Rogozhkin said on March 26 that between 400 and 500 militants are currently active in the North Caucasus and that a “surge in militant activity has been registered in Chechnya, Dagestan, Ingushetia and Kabardino-Balkaria,” RIA Novosti reported. “The gunmen are waging war using mines against troops and civilians,” he said. “We are taking a range of swift measures to avert terrorist attacks.” According to the news agency, Rogozhkin said Russia has deployed about 30,000 interior troops in the North Caucasus, including 23,000 in Chechnya and 6,000-7,000 in other North Caucasus republics that have seen a “surge” in militant activity.

“The situation in the region is controllable and we do not expect any extreme circumstances,” Rogozhkin said. “We have sufficient experience accumulated over the past few years to combat terrorist threats in the North Caucasus, for example in Chechnya, where we ensured security at the parliamentary and presidential elections. We will prevent any serious manifestations of terrorism.”

It is worth noting that Rogozhkin’s comments came just few days after a rebel raid on the village of Alkhazurovo in Chechnya’s Urus-Martan district (Chechnya Weekly, March 20). Kommersant reported on March 21 that two groups of rebel fighters had entered the village along two roads—one leading from Urus-Martan, the other leading from Starye Atagi—at around 9 p.m., local time, the previous evening. The newspaper quoted the police as saying that fifteen rebels were involved in the raid while local residents said there were twice that many. “At the entrances to the village the militants set up checkpoints, stopped passing cars, checked the documents of drivers and passengers, and if any turned out to be employees of law-enforcement organs, they shot them on the spot,” Kommersant reported.

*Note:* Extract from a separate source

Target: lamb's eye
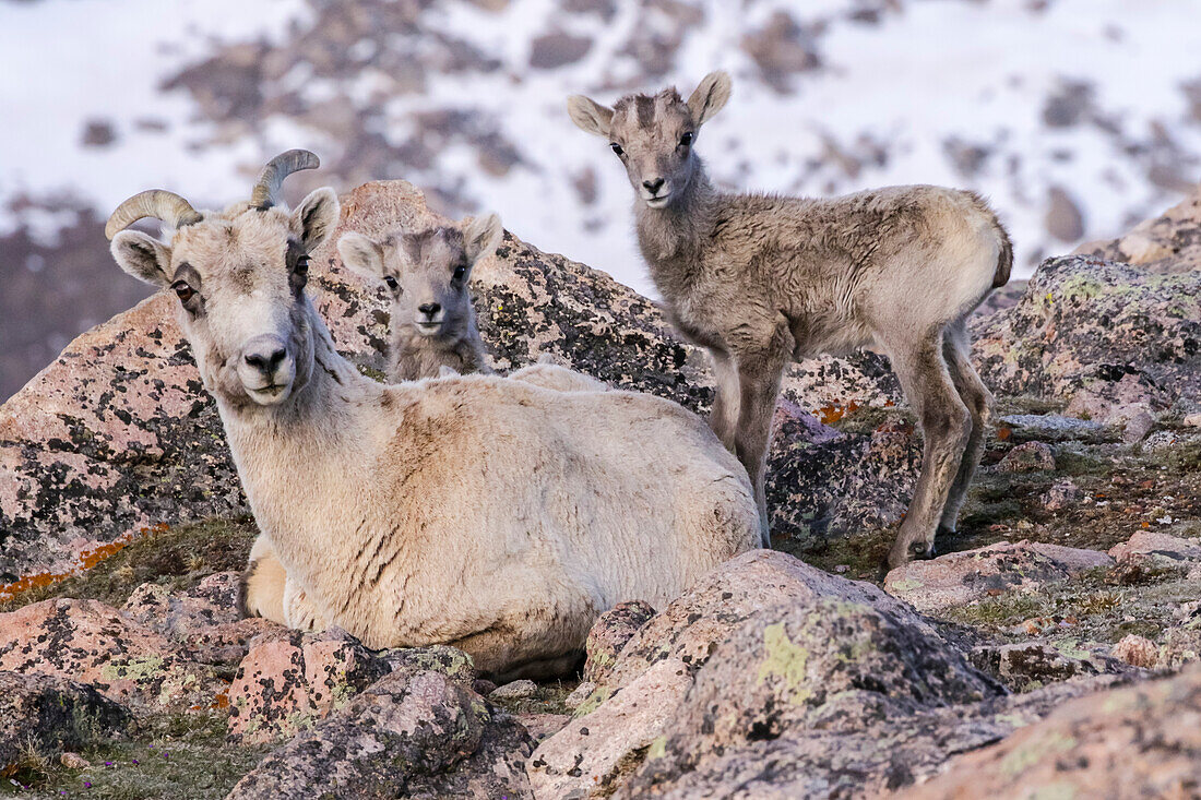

The newspaper quoted Alkhazurovo residents as saying that the rebels’ first victim was Sultan Sugaipov, who worked in a rural unit of the police. “Seeing a group of armed people dressed in civilian clothes sitting around a bonfire on the edge of the village, the policeman went up to them, showed his work ID and began to ask who they were.” Kommersant reported. “In response, one of the militants shot him right in the forehead.” The rebels also killed a local inhabitant who mistakenly thought the rebel fighters were government soldiers and showed them his ID as a driver for the Shatoi military prosecutor’s office. The rebels killed four other policemen. One local civilian was killed during the seizure of the village and three others—a woman and two children—were wounded. According to Kommersant, the militants left the village after three hours.

Law-enforcement officials claimed that security forces killed at least eight of the militants who occupied Alkhazurovo. The head of the Chechen presidential administration’s department for cooperation with law-enforcement and power structures, Akhmed Dakaev, announced that the bodies of three rebel raiders had been found and that the bodies of the other rebels killed by security forces were probably in the woods near the village.